27 Charlotte Perkins Gilman, Herland (Forerunner, 1915; repr. London: The Women's Press, 1979), p.89.
28 Herland, p. 59.
29 The Charlotte Perkins Gilman Reader: The Yellow Wallpaper & Other Fiction, ed. by Ann J. Lane (London: The Woman's Press, 1981), pp. [ix]–xlii (p. xxviii).
30 Peter Schwenger, 'The Masculine Mode', in Speaking of Gender, ed. by Elaine Showalter (London: Routledge, 1989), pp. 101–12 (p.101).
31 Ledger, p. 96.
Perhaps inevitably, the earliest references to the New Man were in jokes in the press: Marks (whose Bicycles, Bangs, and Bloomers is dedicated to 'To the [present?] New Man') reveals that Punch showed the New Man 'as an effeminate creation of his club-going [but not wielding] wife'.32 And the following verse, printed in the coincidentally appropriately named Pick-Me-Up in 1896, depicts gender inversion in its full satirical glory with rampant young amazons chasing a sexually timid man:
'School-girls with satchels of wild oats
Have come to make mankind their prey;
And some have dofft their petticoats
As being rather in the way.
To prove that they are frank and free,
Lord knows what else they would not doff;
But voila! [sic] When they turn to see –
The Newest man is making off!'33
In general, though, New Woman fiction's New Men are not of the effeminate or timid kind. They very much tend to resemble our present-day understanding of the term, believing in equality with women in a hererosexual relationship. In Mary Cholmondeley's Red Pottage (1899), though, the new New Man never has the opportunity to put his ideas into practice. Hugh Scarlett (the scarlet New Man?) has had an affair with Lady Newhaven. After drawing the shorter straw with Lord Newhaven, Scarlett must now do the honourable thing and kill himself, although he finally turns coward and Lord Newhaven kills himself instead. Scarlett continues to deceive the New Woman figure, Rachel West, with whom he is in love and who is largely cognizant of the details of the 'gentleman's agreement' although not of the result. But towards the end of the book, after all evidence of the agreement has been destroyed, Scarlett confesses his dishonourable action. For Rachel though, it is too late, and she rejects him. It is left to her friend the bishop to rebuke her:
'[A]t last, in a moment, when you showed your full trust and confidence in him, he shook off for an instant the clogs of the nature which he brought into the world, and rose to what he had never been before – your equal.'34
Scarlett may now be on his way to a pointless death, but at least he has become, amidst a mass of villains in New Woman literature's back pages, one of the most shining examples of a New Man in the whole genre. The bishop makes a few interesting points here to aid the reader's identification of him: 'the clogs of the nature which he brought into the world' in part refers to original sin, but the bishop is in addition referring to the extreme effort Scarlett has made to build himself into a New Man. Unlike becoming a New Woman, which usually seems far more 'natural' in the genre, it appears that becoming a New Man is a part of social evolution. And the bishop also stresses equality here, which is a vital component in the relationship between the New Woman and the New Man.

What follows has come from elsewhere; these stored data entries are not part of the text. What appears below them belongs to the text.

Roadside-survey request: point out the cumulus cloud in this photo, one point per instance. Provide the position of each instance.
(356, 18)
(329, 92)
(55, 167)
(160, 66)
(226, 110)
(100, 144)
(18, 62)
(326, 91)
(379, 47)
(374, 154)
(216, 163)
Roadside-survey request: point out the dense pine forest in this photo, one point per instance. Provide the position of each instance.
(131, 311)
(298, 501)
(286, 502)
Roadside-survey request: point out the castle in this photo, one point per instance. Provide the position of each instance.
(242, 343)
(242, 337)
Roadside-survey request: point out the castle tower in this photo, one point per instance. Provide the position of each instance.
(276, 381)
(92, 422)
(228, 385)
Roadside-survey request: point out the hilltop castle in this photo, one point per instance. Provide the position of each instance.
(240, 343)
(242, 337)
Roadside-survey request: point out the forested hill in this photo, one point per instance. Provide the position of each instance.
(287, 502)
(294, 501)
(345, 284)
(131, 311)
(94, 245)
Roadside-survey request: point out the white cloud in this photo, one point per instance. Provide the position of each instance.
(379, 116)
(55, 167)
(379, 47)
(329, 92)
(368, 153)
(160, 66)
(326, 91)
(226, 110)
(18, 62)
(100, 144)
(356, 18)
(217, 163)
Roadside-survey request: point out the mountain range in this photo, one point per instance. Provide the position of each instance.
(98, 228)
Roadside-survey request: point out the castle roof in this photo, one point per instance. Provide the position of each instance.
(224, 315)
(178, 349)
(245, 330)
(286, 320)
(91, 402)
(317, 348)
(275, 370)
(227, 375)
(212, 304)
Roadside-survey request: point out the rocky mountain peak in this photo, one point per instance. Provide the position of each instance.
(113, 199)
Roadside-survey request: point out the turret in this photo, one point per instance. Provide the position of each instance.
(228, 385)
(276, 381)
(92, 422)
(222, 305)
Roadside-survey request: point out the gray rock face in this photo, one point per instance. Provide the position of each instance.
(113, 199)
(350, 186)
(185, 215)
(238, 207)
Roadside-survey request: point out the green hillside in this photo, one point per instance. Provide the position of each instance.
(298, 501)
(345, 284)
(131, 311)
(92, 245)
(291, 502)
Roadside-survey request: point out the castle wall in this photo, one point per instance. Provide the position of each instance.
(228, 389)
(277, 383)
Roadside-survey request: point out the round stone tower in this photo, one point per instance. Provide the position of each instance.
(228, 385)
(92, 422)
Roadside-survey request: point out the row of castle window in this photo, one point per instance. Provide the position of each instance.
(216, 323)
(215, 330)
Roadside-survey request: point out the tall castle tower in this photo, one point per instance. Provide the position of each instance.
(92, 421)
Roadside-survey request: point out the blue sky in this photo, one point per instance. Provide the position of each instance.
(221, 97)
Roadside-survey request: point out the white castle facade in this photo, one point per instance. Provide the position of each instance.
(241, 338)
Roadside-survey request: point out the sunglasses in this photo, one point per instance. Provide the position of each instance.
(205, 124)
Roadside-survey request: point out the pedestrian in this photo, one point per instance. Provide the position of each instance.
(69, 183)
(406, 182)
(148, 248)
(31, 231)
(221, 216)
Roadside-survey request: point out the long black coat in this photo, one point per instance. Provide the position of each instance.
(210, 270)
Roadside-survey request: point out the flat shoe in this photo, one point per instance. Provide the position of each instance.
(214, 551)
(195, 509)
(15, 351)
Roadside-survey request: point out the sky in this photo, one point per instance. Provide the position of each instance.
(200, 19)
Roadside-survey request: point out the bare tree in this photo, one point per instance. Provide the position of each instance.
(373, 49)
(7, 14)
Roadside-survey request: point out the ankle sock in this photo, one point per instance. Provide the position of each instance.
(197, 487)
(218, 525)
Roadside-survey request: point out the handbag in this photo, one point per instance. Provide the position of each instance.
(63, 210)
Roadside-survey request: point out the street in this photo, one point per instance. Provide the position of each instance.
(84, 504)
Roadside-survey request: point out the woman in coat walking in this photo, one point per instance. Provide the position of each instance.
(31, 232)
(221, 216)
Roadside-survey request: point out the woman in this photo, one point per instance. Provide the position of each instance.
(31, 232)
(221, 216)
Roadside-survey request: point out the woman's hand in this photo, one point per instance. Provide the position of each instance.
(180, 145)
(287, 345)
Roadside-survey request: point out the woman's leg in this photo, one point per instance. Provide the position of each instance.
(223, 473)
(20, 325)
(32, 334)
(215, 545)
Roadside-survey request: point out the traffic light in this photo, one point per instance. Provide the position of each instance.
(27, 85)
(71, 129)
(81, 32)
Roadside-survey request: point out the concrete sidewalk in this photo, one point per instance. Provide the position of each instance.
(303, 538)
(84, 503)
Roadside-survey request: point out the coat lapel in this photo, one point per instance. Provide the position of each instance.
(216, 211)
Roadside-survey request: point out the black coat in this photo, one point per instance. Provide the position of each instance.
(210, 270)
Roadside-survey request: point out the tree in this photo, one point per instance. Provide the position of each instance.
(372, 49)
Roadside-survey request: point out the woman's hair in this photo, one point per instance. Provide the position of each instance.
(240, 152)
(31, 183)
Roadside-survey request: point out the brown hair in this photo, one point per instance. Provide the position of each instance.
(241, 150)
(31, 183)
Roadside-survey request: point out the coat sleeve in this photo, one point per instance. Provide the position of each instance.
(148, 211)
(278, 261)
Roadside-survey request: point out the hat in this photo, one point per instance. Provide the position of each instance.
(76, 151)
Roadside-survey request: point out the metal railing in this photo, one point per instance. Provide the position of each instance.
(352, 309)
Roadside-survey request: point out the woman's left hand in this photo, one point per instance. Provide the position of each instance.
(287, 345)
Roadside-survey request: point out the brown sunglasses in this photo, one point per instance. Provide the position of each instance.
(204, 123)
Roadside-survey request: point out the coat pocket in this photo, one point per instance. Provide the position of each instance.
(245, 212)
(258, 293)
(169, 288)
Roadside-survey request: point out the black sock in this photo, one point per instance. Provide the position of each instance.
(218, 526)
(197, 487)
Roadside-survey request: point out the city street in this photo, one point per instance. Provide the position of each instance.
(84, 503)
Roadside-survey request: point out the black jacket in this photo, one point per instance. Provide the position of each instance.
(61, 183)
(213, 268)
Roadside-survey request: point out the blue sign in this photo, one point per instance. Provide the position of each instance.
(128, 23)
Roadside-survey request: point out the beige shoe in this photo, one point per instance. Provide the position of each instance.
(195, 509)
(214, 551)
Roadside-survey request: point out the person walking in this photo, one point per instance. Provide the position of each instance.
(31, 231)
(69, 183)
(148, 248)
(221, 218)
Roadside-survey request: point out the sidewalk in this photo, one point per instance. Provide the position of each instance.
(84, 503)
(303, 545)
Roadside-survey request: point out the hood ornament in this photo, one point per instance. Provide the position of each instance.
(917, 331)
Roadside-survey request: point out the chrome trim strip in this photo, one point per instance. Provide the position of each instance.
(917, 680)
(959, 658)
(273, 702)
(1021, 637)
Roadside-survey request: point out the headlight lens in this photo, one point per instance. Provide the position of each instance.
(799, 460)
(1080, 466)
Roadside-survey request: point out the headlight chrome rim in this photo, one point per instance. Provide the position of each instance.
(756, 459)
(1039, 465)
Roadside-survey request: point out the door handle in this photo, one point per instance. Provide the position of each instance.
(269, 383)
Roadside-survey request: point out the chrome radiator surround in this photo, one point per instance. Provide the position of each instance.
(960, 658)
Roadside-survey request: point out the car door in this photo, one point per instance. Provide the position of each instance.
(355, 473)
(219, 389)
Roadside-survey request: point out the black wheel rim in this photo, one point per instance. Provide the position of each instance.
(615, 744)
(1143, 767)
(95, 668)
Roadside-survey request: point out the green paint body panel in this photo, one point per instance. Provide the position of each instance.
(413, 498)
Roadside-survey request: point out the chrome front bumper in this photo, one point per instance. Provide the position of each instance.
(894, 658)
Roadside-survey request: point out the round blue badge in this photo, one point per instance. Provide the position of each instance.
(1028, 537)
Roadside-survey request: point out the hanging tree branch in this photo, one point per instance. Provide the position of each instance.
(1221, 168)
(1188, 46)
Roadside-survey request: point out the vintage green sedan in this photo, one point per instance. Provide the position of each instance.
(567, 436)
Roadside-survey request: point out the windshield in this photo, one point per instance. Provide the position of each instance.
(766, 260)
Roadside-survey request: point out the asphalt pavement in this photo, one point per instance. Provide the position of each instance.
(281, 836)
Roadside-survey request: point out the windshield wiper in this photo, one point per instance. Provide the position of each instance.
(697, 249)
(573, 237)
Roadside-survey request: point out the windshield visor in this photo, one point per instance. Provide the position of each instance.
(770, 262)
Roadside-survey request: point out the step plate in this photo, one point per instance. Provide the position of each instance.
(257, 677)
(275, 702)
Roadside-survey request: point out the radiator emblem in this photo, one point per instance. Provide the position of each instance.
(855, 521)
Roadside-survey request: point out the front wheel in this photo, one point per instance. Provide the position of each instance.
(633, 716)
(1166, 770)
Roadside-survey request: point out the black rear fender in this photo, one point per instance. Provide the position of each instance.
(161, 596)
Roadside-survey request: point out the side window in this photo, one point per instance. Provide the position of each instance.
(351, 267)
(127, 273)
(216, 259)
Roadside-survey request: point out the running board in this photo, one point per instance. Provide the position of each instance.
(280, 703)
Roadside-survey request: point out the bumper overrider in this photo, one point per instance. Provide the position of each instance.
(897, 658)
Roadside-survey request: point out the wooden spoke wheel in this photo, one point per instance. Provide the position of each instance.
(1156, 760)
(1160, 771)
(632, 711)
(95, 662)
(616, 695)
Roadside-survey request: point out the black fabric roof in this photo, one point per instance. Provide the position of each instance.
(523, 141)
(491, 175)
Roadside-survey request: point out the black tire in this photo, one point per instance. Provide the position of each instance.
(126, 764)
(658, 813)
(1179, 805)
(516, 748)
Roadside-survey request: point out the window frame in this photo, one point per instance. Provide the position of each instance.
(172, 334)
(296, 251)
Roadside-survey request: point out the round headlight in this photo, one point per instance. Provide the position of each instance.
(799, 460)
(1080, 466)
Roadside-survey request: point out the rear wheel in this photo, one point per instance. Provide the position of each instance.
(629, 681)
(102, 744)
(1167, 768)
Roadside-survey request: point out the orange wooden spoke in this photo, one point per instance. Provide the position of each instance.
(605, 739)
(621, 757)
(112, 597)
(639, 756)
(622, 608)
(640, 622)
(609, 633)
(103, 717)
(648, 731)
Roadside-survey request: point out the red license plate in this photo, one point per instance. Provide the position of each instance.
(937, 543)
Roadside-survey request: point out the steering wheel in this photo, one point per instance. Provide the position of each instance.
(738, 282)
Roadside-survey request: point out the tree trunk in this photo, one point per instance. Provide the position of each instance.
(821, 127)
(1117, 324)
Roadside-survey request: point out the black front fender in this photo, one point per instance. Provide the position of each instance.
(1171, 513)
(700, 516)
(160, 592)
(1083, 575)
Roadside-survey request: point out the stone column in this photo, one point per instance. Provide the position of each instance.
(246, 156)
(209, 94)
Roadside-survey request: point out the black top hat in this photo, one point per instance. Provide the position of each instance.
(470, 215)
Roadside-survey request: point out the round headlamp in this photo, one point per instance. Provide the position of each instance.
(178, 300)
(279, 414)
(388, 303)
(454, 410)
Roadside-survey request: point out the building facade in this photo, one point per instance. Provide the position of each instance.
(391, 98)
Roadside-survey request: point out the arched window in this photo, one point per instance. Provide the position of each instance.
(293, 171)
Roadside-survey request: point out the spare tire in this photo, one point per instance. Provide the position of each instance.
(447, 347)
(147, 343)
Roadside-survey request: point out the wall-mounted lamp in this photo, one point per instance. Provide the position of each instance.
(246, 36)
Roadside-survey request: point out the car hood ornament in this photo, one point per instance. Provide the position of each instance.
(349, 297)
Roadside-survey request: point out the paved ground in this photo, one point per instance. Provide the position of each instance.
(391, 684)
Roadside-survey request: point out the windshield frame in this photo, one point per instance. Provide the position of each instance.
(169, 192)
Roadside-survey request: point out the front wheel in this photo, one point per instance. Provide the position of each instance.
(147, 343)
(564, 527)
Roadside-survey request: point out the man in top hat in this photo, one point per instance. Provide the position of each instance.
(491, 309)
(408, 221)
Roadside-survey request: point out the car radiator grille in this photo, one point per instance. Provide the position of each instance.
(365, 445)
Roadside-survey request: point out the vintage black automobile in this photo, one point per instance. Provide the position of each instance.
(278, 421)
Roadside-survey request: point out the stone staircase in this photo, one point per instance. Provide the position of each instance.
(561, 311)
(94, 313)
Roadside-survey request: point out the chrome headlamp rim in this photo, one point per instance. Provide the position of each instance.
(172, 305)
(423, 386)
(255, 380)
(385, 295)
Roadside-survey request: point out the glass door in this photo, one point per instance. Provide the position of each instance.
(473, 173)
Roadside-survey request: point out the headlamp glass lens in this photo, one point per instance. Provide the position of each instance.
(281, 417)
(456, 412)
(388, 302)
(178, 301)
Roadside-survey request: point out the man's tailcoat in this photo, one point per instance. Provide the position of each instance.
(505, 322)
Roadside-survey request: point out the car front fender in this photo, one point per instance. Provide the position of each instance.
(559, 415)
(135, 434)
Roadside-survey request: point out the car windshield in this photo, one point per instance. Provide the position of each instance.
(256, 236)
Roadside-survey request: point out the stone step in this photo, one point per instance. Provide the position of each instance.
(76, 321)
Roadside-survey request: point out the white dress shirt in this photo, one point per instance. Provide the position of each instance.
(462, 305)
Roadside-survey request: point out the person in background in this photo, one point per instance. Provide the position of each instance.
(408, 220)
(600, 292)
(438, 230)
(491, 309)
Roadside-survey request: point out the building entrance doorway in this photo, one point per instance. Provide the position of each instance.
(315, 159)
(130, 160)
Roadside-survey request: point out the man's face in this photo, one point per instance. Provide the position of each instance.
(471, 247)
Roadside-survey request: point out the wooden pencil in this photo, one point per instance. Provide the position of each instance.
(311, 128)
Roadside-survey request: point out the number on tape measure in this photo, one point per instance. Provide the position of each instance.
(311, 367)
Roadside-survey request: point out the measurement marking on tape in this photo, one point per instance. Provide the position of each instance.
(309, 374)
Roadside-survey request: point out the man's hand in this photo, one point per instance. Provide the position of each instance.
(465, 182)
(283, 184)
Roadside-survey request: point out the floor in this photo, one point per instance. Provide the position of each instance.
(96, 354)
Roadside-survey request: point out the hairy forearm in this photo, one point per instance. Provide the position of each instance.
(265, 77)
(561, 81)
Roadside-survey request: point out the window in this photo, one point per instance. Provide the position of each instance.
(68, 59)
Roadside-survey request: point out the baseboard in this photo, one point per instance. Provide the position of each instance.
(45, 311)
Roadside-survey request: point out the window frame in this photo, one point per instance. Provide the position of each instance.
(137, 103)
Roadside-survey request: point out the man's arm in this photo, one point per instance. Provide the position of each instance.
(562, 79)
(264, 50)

Turning to Olive Schreiner's view of the New Man, at the end of The Story of an African Farm (1883) Gregory Rose becomes a transvestite nurse who lovingly looks after the New Woman Lyndall. Ledger describes him as 'a species of "New Man"', although she admits that '[Schreiner's] sympathies appear [...] to lie more readily with the type of "new manhood" embodied by the intellectual dreamer, Waldo Farber'.35 In the unfinished Man to Man (finally published posthumously in 1927), Drummond has also been identified by some critics as another specimen of the New Man breed. Buck, for instance, says that 'this story ends with Rebekah's deepening friendship with Mr Drummond, a friendship which signifies the gender equality Schreiner's writing so constantly and so hopelessly drives toward.'36
But there is too little information for the reader to judge: Drummond only appears towards the end to the book, and the events are too inconclusive for the reader to decide if the relationship concerns gender equality or just intellectual and temperamental equality. But Schreiner is probably the first person to mention the New Man in a serious context, and Schreiner's New Man, as I shall demonstrate in Chapter Three, strongly appears to resemble Prior's.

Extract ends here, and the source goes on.